Article 3

1.Member States shall review the authorisation for each plant protection product containing etoxazole or tepraloxydim to ensure that the conditions relating to those active substances set out in Annex I to Directive 91/414/EEC are complied with. Where necessary, they shall amend or withdraw authorisations in accordance with Directive 91/414/EEC by 30 November 2005 at the latest.

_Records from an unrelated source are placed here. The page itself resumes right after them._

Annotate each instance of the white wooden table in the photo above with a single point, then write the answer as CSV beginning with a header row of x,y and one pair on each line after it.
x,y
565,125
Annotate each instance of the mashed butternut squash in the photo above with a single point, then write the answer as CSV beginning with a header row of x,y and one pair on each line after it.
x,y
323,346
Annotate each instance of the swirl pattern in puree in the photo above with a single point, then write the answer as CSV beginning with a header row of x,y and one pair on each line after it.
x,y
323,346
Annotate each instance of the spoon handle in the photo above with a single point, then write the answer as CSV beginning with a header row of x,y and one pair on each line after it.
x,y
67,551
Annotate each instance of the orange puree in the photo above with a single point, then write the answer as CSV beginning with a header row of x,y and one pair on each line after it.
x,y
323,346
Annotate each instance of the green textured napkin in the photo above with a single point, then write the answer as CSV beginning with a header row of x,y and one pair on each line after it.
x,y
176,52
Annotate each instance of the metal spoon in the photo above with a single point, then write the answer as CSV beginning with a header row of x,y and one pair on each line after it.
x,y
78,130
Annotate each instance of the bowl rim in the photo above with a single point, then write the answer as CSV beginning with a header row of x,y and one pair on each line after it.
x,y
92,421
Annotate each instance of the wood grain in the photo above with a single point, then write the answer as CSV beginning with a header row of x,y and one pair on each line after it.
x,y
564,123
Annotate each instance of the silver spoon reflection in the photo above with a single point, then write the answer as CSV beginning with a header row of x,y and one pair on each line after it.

2.For each authorised plant protection product containing etoxazole or tepraloxydim as either the only active substance or as one of several active substances all of which were listed in Annex I to Directive 91/414/EEC by 31 May 2005 at the latest, Member States shall re-evaluate the product in accordance with the uniform principles provided for in Annex VI to Directive 91/414/EEC, on the basis of a dossier satisfying the requirements of Annex III to that Directive. On the basis of that evaluation, they shall determine whether the product satisfies the conditions set out in Article 4(1)(b), (c), (d) and (e) of Directive 91/414/EEC.

Following that determination Member States shall:

(a)in the case of a product containing etoxazole or tepraloxydim as the only active substance, where necessary, amend or withdraw the authorisation by 30 November 2006 at the latest; or

(b)in the case of a product containing etoxazole or tepraloxydim as one of several active substances, where necessary, amend or withdraw the authorisation by 30 November 2006 or by the date fixed for such an amendment or withdrawal in the respective Directive or Directives which added the relevant substance or substances to Annex I to Directive 91/414/EEC, whichever is the latest.